Ces difficultés ont attiré l’attention de la Finma, qui a déclenché une procédure à l’encontre d’Hinduja, exigeant notamment un audit supplémentaire. Avec, selon nos sources, deux objectifs: s’assurer que la banque n’est pas exposée à d’autres dossiers explosifs et qu’elle met bien en application les recommandations formulées par le gendarme des marchés. «Il est tout à fait normal que la Finma accorde une attention renforcée à une banque en restructuration profonde, tant en terme d’activités qu’au niveau du personnel, et qui traverse une période difficile», glisse le directeur Gilbert Pfaeffli.

Focus sur les marchés suisse et indien 

A l’interne, les collaborateurs d’Hinduja ont reçu la consigne que la banque devait être totalement en ordre d’ici la fin de l’année. Après ces mois agités, ils ont à nouveau été briefés ce mercredi sur la nouvelle stratégie de la banque, autour d’un café-croissants.

La banque genevoise est donc dorénavant active dans le seul métier de la gestion de fortune, mais ses actifs d’environ 2,3 milliards de francs, sont insuffisants pour un établissement de 80 personnes. « La croissance des avoirs sous gestion passera par le recentrage sur les marchés suisse et indien, où le nom de la famille est très connu, reprend Gilbert Pfaeffli. Ce sera notre grand chantier pour 2017 et notre équipe de dix personnes à Dubai, qui a elle aussi changé, jouera un rôle déterminant. Des acquisitions sont également possibles». Une vente de la banque Hinduja est en revanche «totalement exclue», conclut-il.

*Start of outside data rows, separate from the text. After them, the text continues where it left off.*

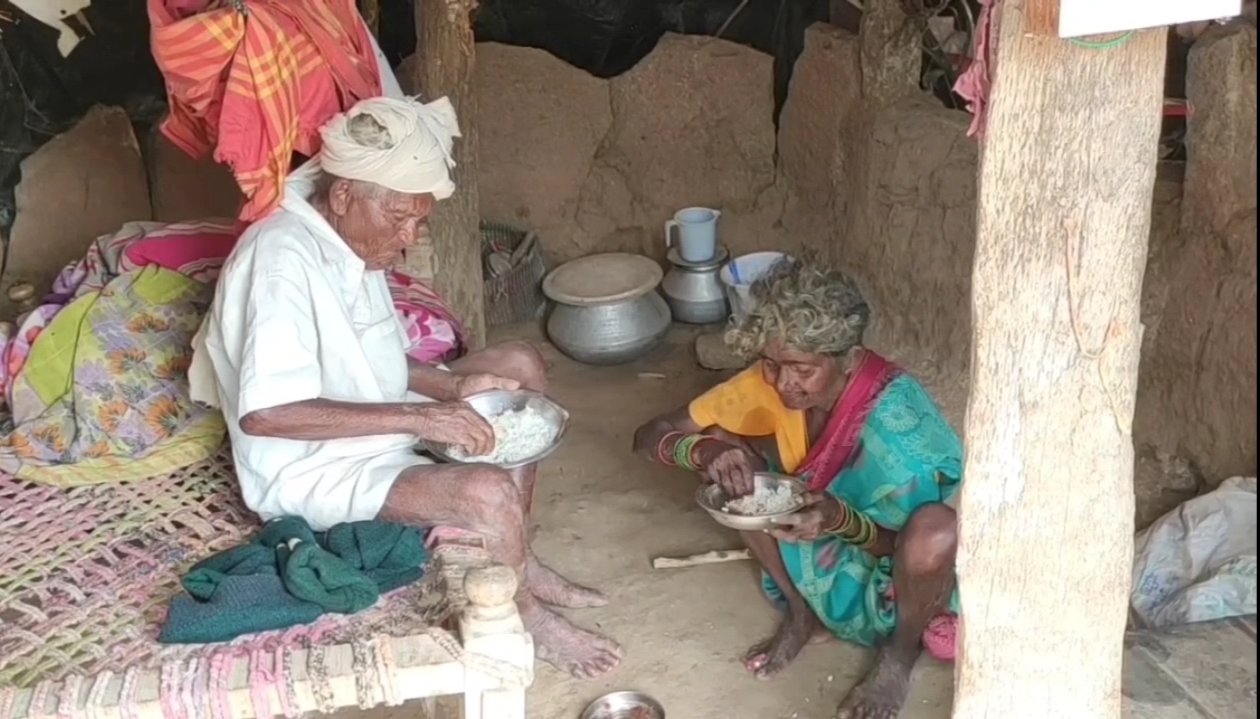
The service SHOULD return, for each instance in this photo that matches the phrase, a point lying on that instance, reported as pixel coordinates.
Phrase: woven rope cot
(86, 576)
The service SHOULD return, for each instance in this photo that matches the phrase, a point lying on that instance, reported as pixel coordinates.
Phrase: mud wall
(888, 190)
(1197, 389)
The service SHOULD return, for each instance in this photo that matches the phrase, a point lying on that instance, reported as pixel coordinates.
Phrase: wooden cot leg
(492, 630)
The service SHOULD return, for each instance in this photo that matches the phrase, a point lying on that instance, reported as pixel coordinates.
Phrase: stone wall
(888, 190)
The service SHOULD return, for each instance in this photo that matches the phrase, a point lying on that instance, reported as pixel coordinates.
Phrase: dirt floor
(602, 514)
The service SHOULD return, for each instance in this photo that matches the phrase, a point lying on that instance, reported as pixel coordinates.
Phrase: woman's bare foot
(771, 656)
(881, 693)
(568, 647)
(553, 589)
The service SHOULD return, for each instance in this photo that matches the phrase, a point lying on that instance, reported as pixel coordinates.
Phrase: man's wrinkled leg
(922, 579)
(483, 499)
(799, 622)
(523, 363)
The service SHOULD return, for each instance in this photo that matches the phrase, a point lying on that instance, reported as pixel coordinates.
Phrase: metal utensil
(712, 499)
(495, 402)
(625, 705)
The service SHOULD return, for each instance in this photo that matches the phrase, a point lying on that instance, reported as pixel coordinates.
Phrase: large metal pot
(607, 310)
(693, 291)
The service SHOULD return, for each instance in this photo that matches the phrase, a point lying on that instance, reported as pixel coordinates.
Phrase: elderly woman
(870, 559)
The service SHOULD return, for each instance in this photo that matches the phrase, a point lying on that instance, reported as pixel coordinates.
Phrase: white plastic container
(750, 267)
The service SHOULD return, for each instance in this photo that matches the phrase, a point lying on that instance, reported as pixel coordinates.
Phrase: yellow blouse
(749, 407)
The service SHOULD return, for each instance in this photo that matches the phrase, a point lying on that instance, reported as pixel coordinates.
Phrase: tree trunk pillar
(1047, 509)
(445, 53)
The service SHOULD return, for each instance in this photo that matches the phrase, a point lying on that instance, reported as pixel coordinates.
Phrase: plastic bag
(1198, 562)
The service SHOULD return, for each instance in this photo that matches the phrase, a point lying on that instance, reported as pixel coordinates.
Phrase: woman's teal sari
(906, 456)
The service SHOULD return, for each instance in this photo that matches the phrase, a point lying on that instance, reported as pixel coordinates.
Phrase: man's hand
(731, 466)
(469, 384)
(820, 511)
(455, 423)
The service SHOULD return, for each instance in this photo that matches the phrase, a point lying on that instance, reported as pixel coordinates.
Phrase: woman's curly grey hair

La fratrie Hinduja : SP, PP, GP et AP

«Je ne pense pas que la Suisse pourra maintenir son importance dans la gestion de fortune; les grandes fortunes de la planète se tournent vers Dubai, le Qatar et Singapour». Fin juillet, cette déclaration de Gopichand Hinduja, l’un des quatre frères milliardaires à la tête du conglomérat indien fondé par leur père, a beaucoup surpris venant d’un des actionnaires de la banque Hinduja à Genève. Connu sous le diminutif de «GP» (prononcé «Djipi») et basé à Londres, Gopichand Hinduja est co-président du groupe familial, présent notamment dans la finance, l’informatique ou l’automobile sur les cinq continents. Àgé de 76 ans, il est crédité pour avoir donné au conglomérat sa dimension mondiale. Son frère aîné, Srichand P. Hinduja – alias «SP» («Espi») - fait figure de patriarche. Il est président du groupe et de la banque genevoise de la famille, dont est également administrateur leur plus jeune frère, Prakash - «PP» («Pipi»), qui dirige les opérations européennes du groupe depuis Cologny et Monaco. Le cadet de la famille à la fortune estimée de 14 milliards de francs, Ashok P Hinduja - «AP» («Aipi»), - dirige pour sa part les activités en Inde.